The Bengal tiger is the most numerous tiger subspecies with populations estimated at 1,706–1,909 in India, 440 in Bangladesh, 124–229 in Nepal and 67–81 in Bhutan.[2][3][4][5]
Bengal is traditionally fixed as the typical locality for the binomial Panthera tigris, to which the British taxonomist Reginald Innes Pocock subordinated the Bengal tiger in 1929 under the trinomial Panthera tigris tigris.[6][7]
Since 2010, it has been classified as an endangered species by IUCN. The total population is estimated at fewer than 2,500 individuals with a decreasing trend, and none of the Tiger Conservation Landscapes within the Bengal tiger's range is large enough to support an effective population size of 250 adult individuals

Threats

Over the past century tiger numbers have fallen dramatically, with a decreasing population trend. None of the Tiger Conservation Landscapes within the Bengal tiger range is large enough to support an effective population size of 250 individuals. Habitat losses and the extremely large-scale incidences of poaching are serious threats to the species' survival.[1]

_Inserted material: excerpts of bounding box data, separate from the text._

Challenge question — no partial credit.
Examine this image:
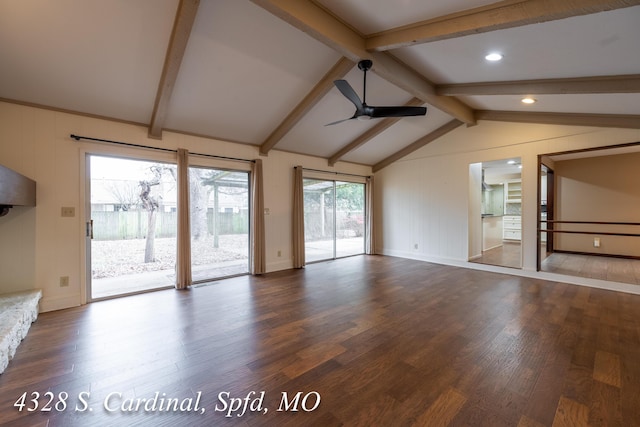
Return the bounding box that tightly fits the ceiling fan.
[325,59,427,126]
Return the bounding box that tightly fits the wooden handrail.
[538,228,640,237]
[540,219,640,226]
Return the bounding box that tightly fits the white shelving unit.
[502,180,522,240]
[502,215,522,240]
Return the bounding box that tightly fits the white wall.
[0,102,371,311]
[376,121,640,272]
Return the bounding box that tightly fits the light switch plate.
[60,206,76,217]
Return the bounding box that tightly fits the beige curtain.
[176,148,192,289]
[251,159,266,274]
[293,166,306,268]
[364,176,376,255]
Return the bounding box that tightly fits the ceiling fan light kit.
[325,59,427,126]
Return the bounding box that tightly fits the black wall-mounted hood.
[0,165,36,216]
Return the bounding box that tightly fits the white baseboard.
[40,293,82,313]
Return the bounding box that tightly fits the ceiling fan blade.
[369,105,427,117]
[333,80,362,111]
[325,116,356,126]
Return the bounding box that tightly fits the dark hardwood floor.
[0,256,640,427]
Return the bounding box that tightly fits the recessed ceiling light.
[484,52,502,61]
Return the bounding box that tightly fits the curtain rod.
[69,134,255,163]
[302,167,371,178]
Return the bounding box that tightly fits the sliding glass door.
[87,155,177,300]
[87,155,249,300]
[189,167,249,282]
[303,179,365,262]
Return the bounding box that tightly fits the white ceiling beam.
[371,119,463,173]
[476,110,640,129]
[252,0,475,125]
[365,0,640,51]
[436,74,640,96]
[329,98,424,166]
[149,0,200,139]
[260,57,355,156]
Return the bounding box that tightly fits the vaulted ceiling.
[0,0,640,171]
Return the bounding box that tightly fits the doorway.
[469,157,522,268]
[303,178,365,262]
[87,155,177,301]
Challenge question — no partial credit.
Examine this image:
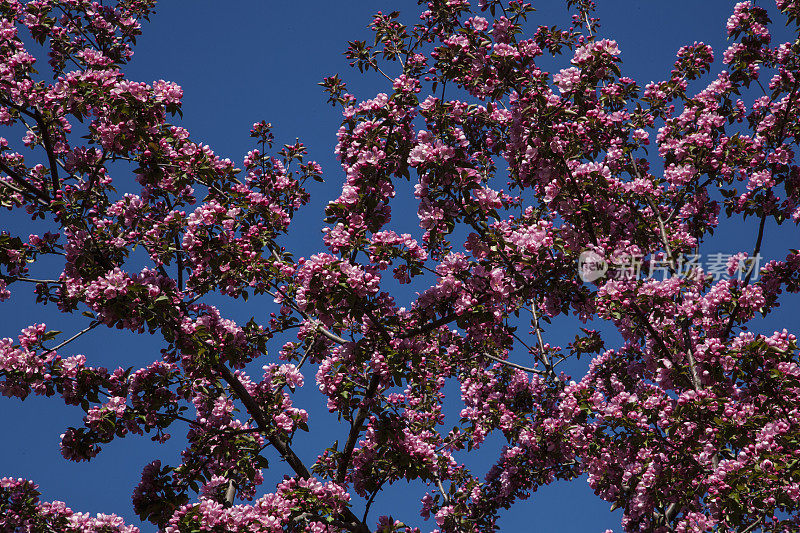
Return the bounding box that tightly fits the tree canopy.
[0,0,800,533]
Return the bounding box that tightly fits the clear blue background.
[0,0,797,532]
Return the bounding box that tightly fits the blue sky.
[0,0,797,532]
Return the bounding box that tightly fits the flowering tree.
[0,0,800,533]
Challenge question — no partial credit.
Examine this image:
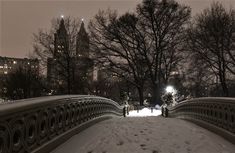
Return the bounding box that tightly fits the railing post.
[123,106,126,117]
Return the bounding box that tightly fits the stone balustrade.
[0,95,123,153]
[163,97,235,143]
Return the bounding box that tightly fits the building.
[47,18,93,94]
[0,56,39,97]
[0,56,39,78]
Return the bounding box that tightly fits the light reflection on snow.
[127,108,161,117]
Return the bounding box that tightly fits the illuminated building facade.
[47,18,93,94]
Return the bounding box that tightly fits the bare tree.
[137,0,191,103]
[188,2,235,96]
[89,10,147,105]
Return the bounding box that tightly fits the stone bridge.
[0,95,235,153]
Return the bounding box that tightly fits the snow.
[127,108,161,117]
[51,116,235,153]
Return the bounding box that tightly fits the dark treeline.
[0,0,235,105]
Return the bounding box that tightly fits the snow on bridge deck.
[52,116,235,153]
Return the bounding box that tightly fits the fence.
[0,96,123,153]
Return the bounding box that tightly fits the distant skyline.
[0,0,235,58]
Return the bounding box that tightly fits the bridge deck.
[52,117,235,153]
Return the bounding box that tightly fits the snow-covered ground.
[128,108,161,117]
[52,116,235,153]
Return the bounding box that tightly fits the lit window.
[4,64,8,69]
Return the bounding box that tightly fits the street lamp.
[166,86,175,93]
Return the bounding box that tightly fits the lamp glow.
[166,86,175,93]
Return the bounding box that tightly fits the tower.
[76,20,89,58]
[54,18,69,58]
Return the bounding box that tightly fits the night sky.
[0,0,235,57]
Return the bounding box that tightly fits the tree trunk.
[138,87,144,106]
[152,84,162,105]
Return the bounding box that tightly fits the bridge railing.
[163,97,235,143]
[0,96,123,153]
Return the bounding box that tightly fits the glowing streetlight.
[166,86,175,94]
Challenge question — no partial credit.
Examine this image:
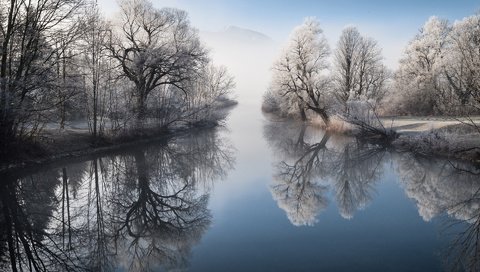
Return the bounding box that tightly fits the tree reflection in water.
[0,131,233,271]
[395,154,480,271]
[264,122,480,271]
[264,122,386,226]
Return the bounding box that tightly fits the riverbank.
[311,117,480,163]
[0,118,225,173]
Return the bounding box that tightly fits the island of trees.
[0,0,235,164]
[262,14,480,160]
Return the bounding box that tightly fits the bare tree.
[0,0,82,143]
[334,27,388,111]
[109,0,207,126]
[270,18,330,126]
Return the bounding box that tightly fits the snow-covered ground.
[381,116,480,134]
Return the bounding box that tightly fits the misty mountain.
[200,26,273,45]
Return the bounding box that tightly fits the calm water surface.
[0,103,480,271]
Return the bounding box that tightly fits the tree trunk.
[136,92,146,128]
[310,107,330,127]
[298,102,307,122]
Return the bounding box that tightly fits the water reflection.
[396,154,480,271]
[0,131,233,271]
[264,122,386,226]
[264,122,480,271]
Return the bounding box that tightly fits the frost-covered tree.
[334,27,388,110]
[0,0,83,144]
[394,17,449,115]
[110,0,207,124]
[444,14,480,114]
[266,18,330,125]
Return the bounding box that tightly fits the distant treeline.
[263,14,480,126]
[0,0,234,147]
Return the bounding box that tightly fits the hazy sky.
[99,0,480,68]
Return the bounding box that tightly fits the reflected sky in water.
[0,103,480,271]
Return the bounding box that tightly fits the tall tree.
[395,17,449,114]
[0,0,83,143]
[110,0,207,125]
[270,18,330,126]
[334,27,388,109]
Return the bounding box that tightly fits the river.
[0,99,480,271]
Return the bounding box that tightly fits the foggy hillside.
[200,26,279,104]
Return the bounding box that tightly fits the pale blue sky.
[99,0,480,68]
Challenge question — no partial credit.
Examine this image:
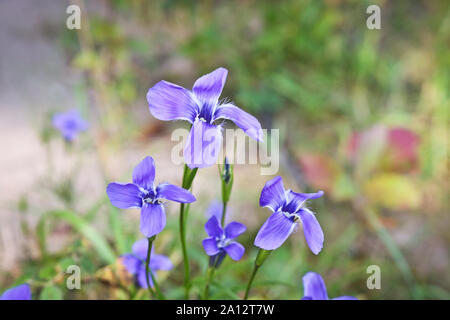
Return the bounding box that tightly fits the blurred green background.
[0,0,450,299]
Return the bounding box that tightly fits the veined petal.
[225,221,247,239]
[283,190,323,213]
[205,216,223,237]
[298,208,324,254]
[255,212,295,250]
[184,119,222,169]
[302,272,328,300]
[106,182,142,209]
[150,254,173,271]
[156,183,195,203]
[122,253,142,275]
[133,157,155,190]
[0,283,31,300]
[223,242,245,261]
[192,68,228,112]
[147,81,199,123]
[137,266,156,289]
[214,103,263,142]
[140,203,166,238]
[259,176,286,212]
[202,237,220,256]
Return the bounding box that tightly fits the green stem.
[203,267,216,300]
[145,236,156,297]
[180,165,198,299]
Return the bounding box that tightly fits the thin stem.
[145,236,156,297]
[244,264,259,300]
[203,267,216,300]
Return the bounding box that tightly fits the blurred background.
[0,0,450,299]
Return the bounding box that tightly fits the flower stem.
[145,236,156,297]
[180,165,198,299]
[244,249,272,300]
[203,267,216,300]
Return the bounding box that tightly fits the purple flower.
[203,216,247,267]
[106,157,195,238]
[0,283,31,300]
[122,239,173,288]
[147,68,262,169]
[255,177,323,254]
[52,110,88,142]
[302,272,358,300]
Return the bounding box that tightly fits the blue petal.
[150,254,173,271]
[156,183,195,203]
[223,242,245,261]
[202,237,220,256]
[122,252,142,275]
[259,176,286,212]
[298,208,324,254]
[255,212,295,250]
[192,68,228,122]
[106,182,142,209]
[205,216,223,237]
[147,81,199,123]
[214,103,263,142]
[225,221,247,239]
[140,203,166,238]
[283,190,323,213]
[0,283,31,300]
[184,119,222,169]
[133,157,155,190]
[302,272,328,300]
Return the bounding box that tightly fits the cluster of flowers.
[2,68,354,300]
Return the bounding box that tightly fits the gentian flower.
[202,215,247,268]
[106,157,195,238]
[147,68,263,169]
[302,272,358,300]
[52,110,88,142]
[255,177,323,254]
[0,283,31,300]
[122,239,173,289]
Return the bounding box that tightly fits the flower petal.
[302,272,328,300]
[0,283,31,300]
[283,190,323,213]
[137,266,156,289]
[106,182,142,209]
[184,119,222,169]
[147,81,199,123]
[259,176,286,212]
[214,103,263,142]
[133,157,155,190]
[255,212,295,250]
[331,296,358,300]
[192,68,228,114]
[150,254,173,271]
[202,237,220,256]
[156,183,195,203]
[122,254,142,275]
[140,203,166,238]
[225,221,247,239]
[223,242,245,261]
[205,216,223,237]
[298,208,324,254]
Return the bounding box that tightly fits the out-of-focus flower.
[52,110,88,142]
[147,68,263,169]
[302,272,358,300]
[0,283,31,300]
[106,157,195,238]
[122,239,173,288]
[203,216,247,268]
[255,176,324,254]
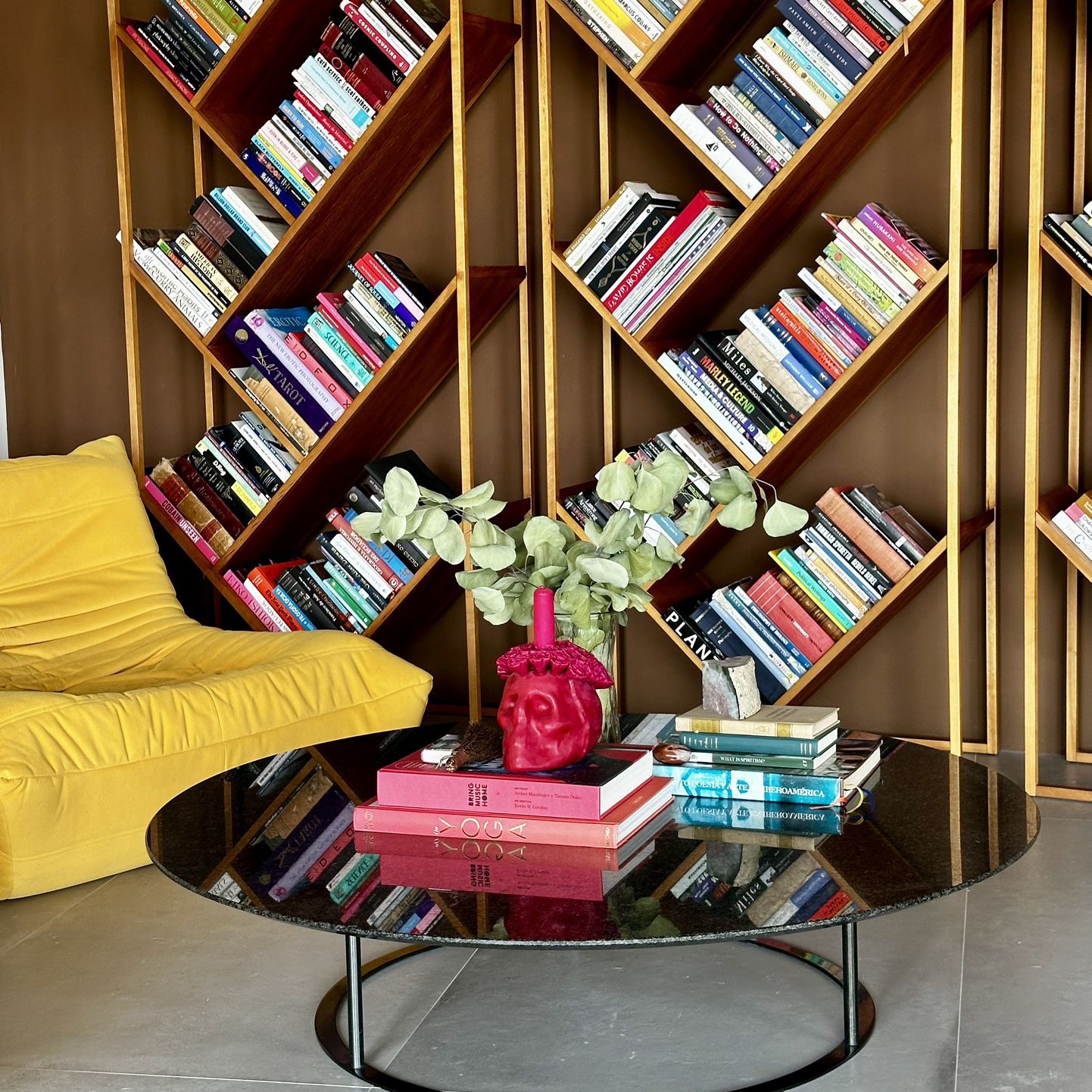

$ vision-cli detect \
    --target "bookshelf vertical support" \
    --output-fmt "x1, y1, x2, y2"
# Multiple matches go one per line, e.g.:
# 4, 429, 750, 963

The challenge in the Western Ghats forest complex in western South India, an area of 14,400 square miles (37,000 km2) stretching across several protected areas is that people literally live on top of the wildlife. The Save the Tiger Fund Council estimates that 7,500 landless people live illegally inside the boundaries of the 386-square-mile (1,000 km2Nagarhole National Park in southwestern India. A voluntary if controversial resettlement is underway with the aid of the Karnataka Tiger Conservation Project led by K. Ullas Karanth of the Wildlife Conservation Society.[citation needed]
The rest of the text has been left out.